Of course, I’m going to be biased. As a writer and editor, words are my bread and butter. I slice sentences, I spread social consciousness through scripts. Yet recently, I’ve been told: “Your job? Algorithms can do that. They just research all the relevant information, put the text together and voila! There’s no reason AI won’t be able to write an article with fewer errors and faster than you do.”
That sounds kind of amazing, simply because there are some days I’d rather binge-watch Black Mirror and not smash my keyboard trying to find synonyms for “delicious” or “picture-perfect”, or get a message from a certain editor-in-chief asking if I had meant to say “intensive” instead of “incentive”. Oh, what a blender — excuse me, blunder.
With a machine, however, all users need to do is “feed” it with clear structured data that can be parsed into “variables”. You can create syntactic paths on any topic, for example “[Restaurant] earned [#] Michelin [star/stars] last night”, and robot reporters can fill in the blanks with the appropriate information for the applicable winner. It becomes like a game of AI-enabled ad-libs.
As early as 2014, some multinational news agencies like Associated Press (AP) started generating such automated content. The news giant is known to produce thousands of AI-written stories on corporate financial results specifically using the Wordsmith platform by Automated Insights. As Philana Patterson, then-assistant business editor at AP, said, the automation of financial quarterly reports freed up about 20 percent of editors’ time, so they could focus on other tasks. And surprisingly, nobody lost their jobs. Journalists who used to write those dry quarterly earnings articles had more opportunities to pursue more critical analyses, unique angles and deeper interviews.
Beyond statistical accuracy, one of the biggest selling points for automated reporting is speed. “To be very frank, I’m quite open to this idea. At the rate that a lot of digital publications are publishing these days, I completely understand the need to be the first and the fastest,” says Julian Wong, managing editor of Asia’s Rice Media.
At peak performance, AI can create an estimated 2,000 articles per second. Moreover, and in contrast to traditional media, which seeks to publish limited stories with high calibre and broad appeal, automated reporting looks to publish many stories with varying yet specific target audiences. In a press release, Automated Insights emphasised: “Instead of writing one story and hoping a million people read it, Wordsmith can create a million satires targeted at individual users and their preferences. It’s a story that is totally unique to each user because it is powered by their data.”
However, like I said, I’m biased. And it’s dangerous to believe that technology is spared from being biased as well. Darren Ho, editor-in-chief of horology magazine, Revolution, explains: “AI is powered by algorithms and as we’ve seen, coding and algorithm design biases exist as much as personal or unconscious bias. Algorithm biases are to some extent even more dangerous and fuel personal biases even further. Any number of good examples exist, from Facebook and Instagram’s algorithmically-augmented feeds to search engines. These are constructed to feed your interest in a particular subject, but nobody is perpetually focused on a singular subject. The result? We have a more divided public in a closed feedback loop, thinking everyone shares the same opinions as they do. That is dangerous.
“Tech companies need to send the practices of non-chronological feeds on social media and encourage a broader spread of opinions. We encourage diversity in workplaces, why should we not be encouraging diversity in opinions and thoughts?”

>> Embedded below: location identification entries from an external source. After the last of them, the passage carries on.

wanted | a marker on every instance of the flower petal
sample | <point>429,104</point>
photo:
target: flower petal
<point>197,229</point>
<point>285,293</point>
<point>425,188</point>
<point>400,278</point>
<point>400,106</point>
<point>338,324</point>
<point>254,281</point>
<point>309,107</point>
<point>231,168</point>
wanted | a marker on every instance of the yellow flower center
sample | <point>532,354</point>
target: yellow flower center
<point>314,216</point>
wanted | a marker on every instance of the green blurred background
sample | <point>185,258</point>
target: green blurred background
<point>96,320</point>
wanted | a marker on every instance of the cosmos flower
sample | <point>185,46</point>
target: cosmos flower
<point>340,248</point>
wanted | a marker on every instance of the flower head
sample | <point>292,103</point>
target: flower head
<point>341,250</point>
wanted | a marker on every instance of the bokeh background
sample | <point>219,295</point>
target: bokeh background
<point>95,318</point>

This is where Wong agrees. “Where this gets interesting for Rice Media is that we aren’t exactly a news platform — we focus mainly on opinion-led stories and commentary, a lot of which thrive on the subjectivity of the human experience. As of now, this isn’t something that we’ve seen AI-generated articles do. They’re good at churning out reports that are, to some extent, mostly formulaic. But will an AI be able to write a nuanced profile of a celebrity? Will it be able to comment on the complexities of racial tensions in a speciﬁ c Southeast Asian country? I’m not too sure about that. And given that this is where our focus as a publication lies, it makes little sense for us to commission AI-generated articles, given what they can presently do.”
A more refined and advanced AI may still be emerging but in a twist of events, a new AI generator recently made headlines as creators say it may be too dangerous to release. The Elon Musk-backed non-profit company OpenAI eschewed launching its new AI model, called GPT2, for fear of misuse. Essentially a text generator, GPT2 is trained on the Internet, which makes it hard for it not to generate fake news, conspiracy theories and so on.

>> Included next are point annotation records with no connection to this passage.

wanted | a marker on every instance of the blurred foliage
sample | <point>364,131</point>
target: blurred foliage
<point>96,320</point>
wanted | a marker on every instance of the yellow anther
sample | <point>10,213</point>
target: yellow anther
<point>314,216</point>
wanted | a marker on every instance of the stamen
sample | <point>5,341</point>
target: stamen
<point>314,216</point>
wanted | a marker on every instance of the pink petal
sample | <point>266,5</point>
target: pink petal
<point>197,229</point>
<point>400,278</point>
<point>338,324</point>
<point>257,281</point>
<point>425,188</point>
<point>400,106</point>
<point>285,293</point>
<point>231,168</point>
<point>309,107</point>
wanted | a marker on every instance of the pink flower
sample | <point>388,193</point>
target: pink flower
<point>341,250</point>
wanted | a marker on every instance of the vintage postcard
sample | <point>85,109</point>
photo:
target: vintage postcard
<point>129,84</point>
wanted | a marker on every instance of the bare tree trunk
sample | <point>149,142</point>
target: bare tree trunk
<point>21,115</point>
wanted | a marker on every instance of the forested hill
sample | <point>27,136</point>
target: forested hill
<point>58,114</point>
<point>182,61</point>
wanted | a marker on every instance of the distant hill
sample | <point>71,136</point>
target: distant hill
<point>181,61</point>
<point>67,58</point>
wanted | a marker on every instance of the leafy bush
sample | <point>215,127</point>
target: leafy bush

Therefore, Ho believes the problem facing newsmakers and publishers today isn’t just about AI or technology, but it’s also an issue of opinion news being regarded as factual information. “Facts and numbers manipulation and people cherry-picking the information out there to interpret as valid data for their opinions is the issue we need to tackle.”

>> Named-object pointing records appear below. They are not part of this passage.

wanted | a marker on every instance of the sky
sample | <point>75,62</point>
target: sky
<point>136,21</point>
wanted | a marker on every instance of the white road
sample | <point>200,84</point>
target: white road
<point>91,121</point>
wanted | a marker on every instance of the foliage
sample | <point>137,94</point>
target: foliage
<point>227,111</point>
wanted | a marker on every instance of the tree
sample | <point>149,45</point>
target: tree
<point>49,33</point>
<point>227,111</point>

For someone who draws a clear line between fact and opinion, Jaime Ee, lifestyle editor of The Business Times, feels unequipped to comment. The veteran journalist known for in-depth opinion pieces mostly on Singapore’s food scene has only this to say: “I reckon AI for fast-moving news snippets that need no analysis or background is more appropriate.” Simply put, a computer wouldn’t understand the joys or disappointment of eating — no matter how much you “feed” it. To fathom pleasure, you’ve got to have an actual appetite.